My Kd-Tree is pretty much working now. Tree is constructed with complexity O(n*log(n)) which is expected from a well designed Kd-Tree generator. My implemention goes like this:
First 3 arrays are created containing split-candidates for the 3 different axis x,y and z. Each split candidate is defined like this:
struct SSplit
{
real fSplit; // Split position of event
uint32 iItem; // Atom the split belongs to
bool bLeft; // true if event is a left event, false if it is a right event
uint32 nLeft; // number of objects left to split position
uint32 nRight; // number of objects right to split position
}

Next 3 other arrays are created which are simply pointers to the same split-candidates. I have implemented an < operator for the pointer, so we can sort the pointers instead of the split candidates. Handling of pointers are much more light weight than handling the split candidates themselves.

Now the split candidate pointers are sorted using standard C++ sort functions. This sorting is kept for the rest of the algorithm to avoid having to resort splits for every node that is computed.

Next the call to the recursive algorithm starts. For each set of split candidates, the best splitting candidate is chosen as the one with the lowest cost.

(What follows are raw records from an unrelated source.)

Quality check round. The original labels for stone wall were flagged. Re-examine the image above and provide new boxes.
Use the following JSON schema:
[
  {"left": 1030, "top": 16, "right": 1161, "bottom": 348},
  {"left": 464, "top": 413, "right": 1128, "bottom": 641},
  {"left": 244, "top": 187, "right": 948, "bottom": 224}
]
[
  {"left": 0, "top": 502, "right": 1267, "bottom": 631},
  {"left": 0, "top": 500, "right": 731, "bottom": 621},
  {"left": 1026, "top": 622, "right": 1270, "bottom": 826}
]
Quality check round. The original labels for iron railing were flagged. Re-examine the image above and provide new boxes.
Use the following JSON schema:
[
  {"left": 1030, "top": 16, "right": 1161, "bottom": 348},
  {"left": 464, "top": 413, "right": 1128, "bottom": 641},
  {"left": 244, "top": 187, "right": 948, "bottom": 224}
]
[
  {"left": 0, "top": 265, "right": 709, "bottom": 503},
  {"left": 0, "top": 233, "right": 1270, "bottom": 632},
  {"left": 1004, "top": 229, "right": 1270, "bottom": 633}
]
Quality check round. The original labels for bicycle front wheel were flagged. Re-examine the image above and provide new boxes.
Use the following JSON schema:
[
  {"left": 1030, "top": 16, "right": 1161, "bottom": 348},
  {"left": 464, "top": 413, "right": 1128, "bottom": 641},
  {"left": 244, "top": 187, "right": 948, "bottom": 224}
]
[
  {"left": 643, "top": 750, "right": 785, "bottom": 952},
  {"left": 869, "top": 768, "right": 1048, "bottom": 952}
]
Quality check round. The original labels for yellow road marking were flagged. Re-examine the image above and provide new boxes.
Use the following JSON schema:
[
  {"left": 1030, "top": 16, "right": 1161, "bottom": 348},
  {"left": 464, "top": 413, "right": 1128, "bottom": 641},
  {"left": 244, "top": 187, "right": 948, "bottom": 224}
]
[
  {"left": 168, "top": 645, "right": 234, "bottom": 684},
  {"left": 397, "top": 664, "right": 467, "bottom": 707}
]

The split candidates are then split into a left side and a right side, and each branch is split recursively until the algorithm decides that a leaf node is cheaper than a branch.

The cost function computes the cost by looking at the number of objects on each side of the split and the probability of hitting that side (surface area relative to parent area) and goes like this:
fCost = fCostTraversel + fCostIntersect*(nl*al + nr*ar)/fArea;

Since the split candidates are already sorted the number of objects on left and right side of each split candidate (this number is used in the cost function) is done by simply counting the objects while iterating through them from left to right and right to left.

Each KdTreeNode takes up 12 bytes which are spend like this:
struct KdTreeNode
{
real m_fSplit; // Splitting position according to split plane m_eAxis
union
{
KdTreeNode* m_pChild; // Pointer to two nodes
KdTreeItem* m_pItems; // Pointer to items in leaf node
};
struct
{
unsigned int m_eType : 1; // ENodeType, leaf=0, branch=1
unsigned int m_eAxis : 2; // ENodeAxis, x=0,y=1,z=2
unsigned int m_iItemCount : 29; // Number of KdTreeItems in leaf
};
};